Create dummies from column with multiple values in pandas
Solution 1:
I know it's been a while since this question was asked, but there is (at least now there is) a one-liner that is supported by the documentation:
In [4]: df
Out[4]:
label
0 (a, c, e)
1 (a, d)
2 (b,)
3 (d, e)
In [5]: df['label'].str.join(sep='*').str.get_dummies(sep='*')
Out[5]:
a b c d e
0 1 0 1 0 1
1 1 0 0 1 0
2 0 1 0 0 0
3 0 0 0 1 1
Solution 2:
I have a somewhat cleaner solution. Assume we want to transform the following dataframe
pageid category
0 0 a
1 0 b
2 1 a
3 1 c
into
a b c
pageid
0 1 1 0
1 1 0 1
One way to do it is to make use of scikit-learn's DictVectorizer. I would, however, be interested in learning about other methods.

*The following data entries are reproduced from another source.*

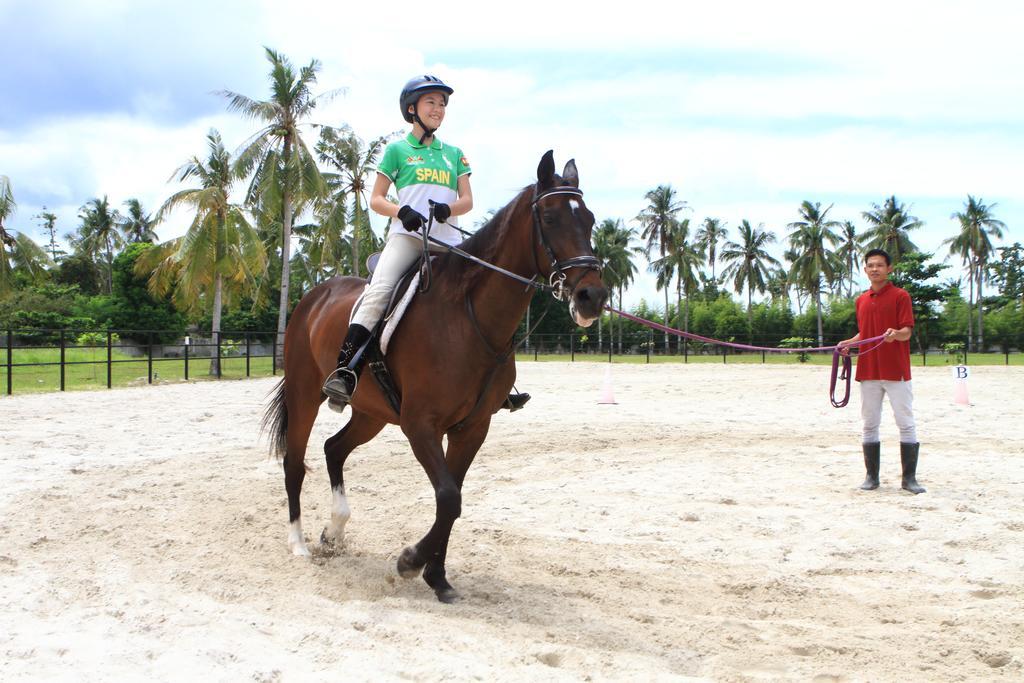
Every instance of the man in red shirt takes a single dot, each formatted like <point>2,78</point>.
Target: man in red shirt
<point>886,309</point>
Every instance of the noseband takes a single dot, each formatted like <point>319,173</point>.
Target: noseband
<point>556,280</point>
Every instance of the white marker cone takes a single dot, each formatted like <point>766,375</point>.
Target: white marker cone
<point>607,397</point>
<point>961,374</point>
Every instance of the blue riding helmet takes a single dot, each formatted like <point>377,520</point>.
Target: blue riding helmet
<point>416,87</point>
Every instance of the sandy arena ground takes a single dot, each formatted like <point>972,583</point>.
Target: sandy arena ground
<point>707,526</point>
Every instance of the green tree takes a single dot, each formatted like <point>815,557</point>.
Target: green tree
<point>136,224</point>
<point>711,232</point>
<point>98,235</point>
<point>916,275</point>
<point>658,222</point>
<point>749,263</point>
<point>890,225</point>
<point>50,225</point>
<point>1008,272</point>
<point>355,164</point>
<point>219,248</point>
<point>814,263</point>
<point>683,262</point>
<point>974,245</point>
<point>285,173</point>
<point>132,306</point>
<point>20,258</point>
<point>849,254</point>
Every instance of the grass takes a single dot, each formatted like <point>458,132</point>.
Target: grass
<point>86,369</point>
<point>934,359</point>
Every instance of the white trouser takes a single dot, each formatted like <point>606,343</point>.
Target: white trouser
<point>398,256</point>
<point>900,397</point>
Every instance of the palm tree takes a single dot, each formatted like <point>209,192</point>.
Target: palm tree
<point>98,233</point>
<point>7,206</point>
<point>749,263</point>
<point>814,264</point>
<point>50,225</point>
<point>344,151</point>
<point>136,225</point>
<point>708,237</point>
<point>657,223</point>
<point>220,250</point>
<point>611,246</point>
<point>17,252</point>
<point>285,173</point>
<point>849,253</point>
<point>975,247</point>
<point>889,229</point>
<point>683,262</point>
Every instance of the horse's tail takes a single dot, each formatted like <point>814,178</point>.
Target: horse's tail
<point>274,421</point>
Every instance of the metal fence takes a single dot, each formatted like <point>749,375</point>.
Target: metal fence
<point>57,359</point>
<point>649,345</point>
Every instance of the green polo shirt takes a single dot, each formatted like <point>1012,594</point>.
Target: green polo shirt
<point>421,173</point>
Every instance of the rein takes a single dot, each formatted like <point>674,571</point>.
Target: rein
<point>846,375</point>
<point>556,282</point>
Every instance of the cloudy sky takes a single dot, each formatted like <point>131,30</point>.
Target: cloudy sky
<point>745,109</point>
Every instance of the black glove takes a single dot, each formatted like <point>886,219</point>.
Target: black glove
<point>441,211</point>
<point>411,219</point>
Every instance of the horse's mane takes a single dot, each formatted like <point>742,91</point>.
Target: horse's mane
<point>459,275</point>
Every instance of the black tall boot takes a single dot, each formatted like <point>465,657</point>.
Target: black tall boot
<point>340,384</point>
<point>872,458</point>
<point>908,457</point>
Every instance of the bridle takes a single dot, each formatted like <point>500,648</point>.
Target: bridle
<point>556,281</point>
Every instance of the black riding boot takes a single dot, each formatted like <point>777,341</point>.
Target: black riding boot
<point>515,401</point>
<point>872,459</point>
<point>340,384</point>
<point>908,457</point>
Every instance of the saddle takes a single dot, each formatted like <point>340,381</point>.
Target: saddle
<point>376,347</point>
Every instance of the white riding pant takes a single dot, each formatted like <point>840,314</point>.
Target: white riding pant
<point>900,397</point>
<point>397,257</point>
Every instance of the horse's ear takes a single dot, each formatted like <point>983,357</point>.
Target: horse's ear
<point>569,174</point>
<point>546,170</point>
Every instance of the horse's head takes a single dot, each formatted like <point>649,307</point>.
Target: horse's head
<point>563,224</point>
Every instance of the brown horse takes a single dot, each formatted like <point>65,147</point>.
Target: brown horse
<point>452,357</point>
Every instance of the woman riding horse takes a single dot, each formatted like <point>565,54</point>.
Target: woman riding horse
<point>452,358</point>
<point>426,173</point>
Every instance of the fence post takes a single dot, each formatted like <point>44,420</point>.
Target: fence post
<point>10,364</point>
<point>110,359</point>
<point>61,359</point>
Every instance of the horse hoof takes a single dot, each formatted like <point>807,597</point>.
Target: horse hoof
<point>408,566</point>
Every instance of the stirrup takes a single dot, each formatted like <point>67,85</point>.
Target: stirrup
<point>515,401</point>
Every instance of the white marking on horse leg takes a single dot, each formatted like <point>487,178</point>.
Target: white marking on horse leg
<point>339,515</point>
<point>296,542</point>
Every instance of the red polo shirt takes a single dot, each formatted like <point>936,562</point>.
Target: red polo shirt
<point>877,311</point>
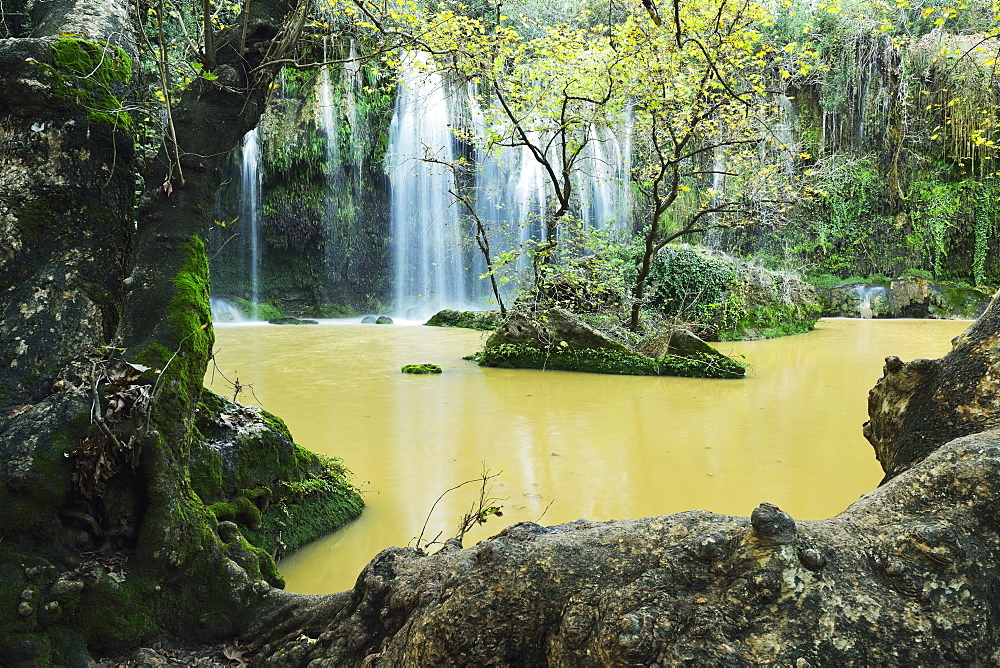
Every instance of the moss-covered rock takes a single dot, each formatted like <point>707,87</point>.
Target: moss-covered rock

df = pd.DataFrame(dict(pageid=[0, 0, 1, 1], category=['a', 'b', 'a', 'c']))
grouped = df.groupby('pageid').category.apply(lambda lst: tuple((k, 1) for k in lst))
category_dicts = [dict(tuples) for tuples in grouped]
v = sklearn.feature_extraction.DictVectorizer(sparse=False)
X = v.fit_transform(category_dicts)
pd.DataFrame(X, columns=v.get_feature_names(), index=grouped.index)